Der SPV kommt ("basierend auf die Fakten in seinem Besitz, wie schriftliche Aussagen, Meinungen Dritter, Berichte usw") zum Schluss, "dass das Pferd Vac de Regnière keinerlei Anzeichen von Lahmheit während und unmittelbar nach dem Rennen aufwies. Die Behandlungen, die das Pferd in den letzten Monaten vor dem Rennen erhalten hat, sind in der Veterinärmedizin üblich und es wurden ihm auch keine verbotenen Mittel verabreicht.

 

(Anmerkung der Redaktion: Lediglich 9 Tage nach der Diagnose lief Vac de Regnière am 11. September in Aarau bereits wieder und gewann; weitere zwei Wochen später belegte er in Dielsdorf den Ehrenplatz; nochmals drei Wochen später bestritt er in Maienfeld sein letztes Rennen. Aufgrund des Untersuchungsberichts muss davon ausgegangen werden, dass für den Vorstand SPV ein Pferd, welches nicht lahmt und keine verbotenen Mittel verabreicht bekommen hat, gemäss Reglement als renntauglich gilt).

 

 

Kommentar von Markus Monstein

 

Pferde können nicht reden. Zum Glück für manchen Zweibeiner, bin ich geneigt zu schreiben. Nach wie vor bin ich aber überzeugt, dass der allergrösste Teil der Trainer und Besitzer im Schweizer Pferderennsport sauber arbeitet (auch wenn mir nach diesem Satz von einigen, wie schon so oft, Blauäugigkeit vorgeworfen werden wird...).
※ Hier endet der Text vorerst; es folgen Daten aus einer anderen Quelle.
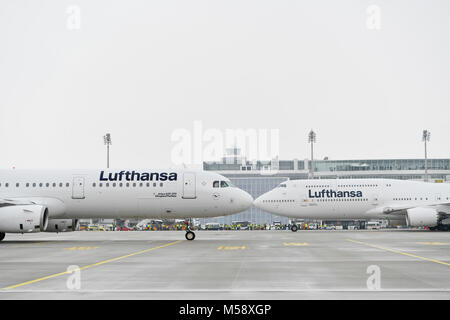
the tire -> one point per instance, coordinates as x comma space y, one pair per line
190, 235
Doch es gibt zumindest Grau-Bereiche, die es im Auge zu behalten gilt. Einzelne Fälle aus der Vergangenheit möchte ich an dieser Stelle gar nicht erst zitieren. Wir Turfisten wissen genau, wovon die Rede ist.

 

Das "Positive" am Fall Vac de Regnière - man erlaube mir, trotz des für das Pferd tragischen Ausgangs, diese Formulierung - ist immerhin, dass sich der Vorstand SPV nun (endlich, bin ich geneigt zu schreiben) dieses Themas angenommen hat. Eine solch detaillierte Untersuchung hat es zumindest in den letzten Jahren im hiesigen Rennsport nicht gegeben, wohl sogar noch überhaupt nie. Das macht Mut für die Zukunft. Das zeigt allen, dass auch künftig genau geschaut werden wird. So ist jedenfalls zu hoffen. Wer zu einem ähnlichen Thema künftig berechtigte Zweifel hat, darf getrost an den Vorstand SPV gelangen.

 

Dass es einige Zufalls-Komponenten brauchte, um diesen Fall überhaupt erst ins Rollen zu bringen, sei aber auch erwähnt. Die Tatsache, dass eine sogenannte "Tierschutz-Meldung" (wegen möglicher Vor-Schädigung, nicht wegen des nun geahndeten Vorfalls nach dem Rennen) an den Amtstierarzt erfolgte, zeigt in welcher Situation unser Sport sich befindet. Ob eine solche Meldung der richtige Weg sei, ist definitiv umstritten. Schliesslich sollte unser Sport ja in der Lage sein, mit seinen Problemen selbst umzugehen. Die rennsport-internen Instanzen müssen in solchen Fällen (noch) besser funktionieren. Dies hat der Fall ebenfalls gezeigt.

 

In einer schwierigen Situation sind auch die behandelnden Tierärzte, welche nicht zu beneiden sind. Stehen sie doch immer mehr im Spannungsfeld zwischen den Kunden (den letztlich die Rechnung zahlenden Besitzern und den Trainern), den Pferden (als Patienten) und den Behörden (in diesem Fall dem SPV) mit ihren Reglementen (wie z.B. Doping-Reglement etc.). Allen können sie es - ausser in offensichtlich klaren Fällen - in aller Regel nicht recht machen, um es einmal so zu formulieren. Schwierig wird es insbesondere dann, wenn "unabhängig" voneinander mehrere Veterinäre am Werk sind. Dann, wenn der eine nicht (oder zumindest nicht genau) weiss, wie der andere den selben vierbeinigen Patienten behandelt oder zuvor schon behandelt hat.

 

Abschliessend möchte ich der Hoffnung Ausdruck verleihen, dass der SPV bereits angekündigte Massnahmen wie Trainingskontrollen (Medikation etc.) demnächst in die Praxis umsetzen kann. Wie es zum Bespiel in Frankreich, und daran orientieren wir in der Turf-Schweiz uns bekanntlich je länger je mehr, längst der Fall ist.

Dies ist ein weiterer Schritt in die richtige Richtung. Im Endeffekt, und da dürfen wir uns nichts vormachen, müssen jedoch die Trainer (welche ihre Schützlinge am besten kennen) in enger Zusammenarbeit mit den Besitzern ihre Verantwortung gegenüber den Pferden wahrnehmen. Getreu der alten Turf-Weisheit: Es gibt nie ein Rennen zu wenig, nur eines zu viel.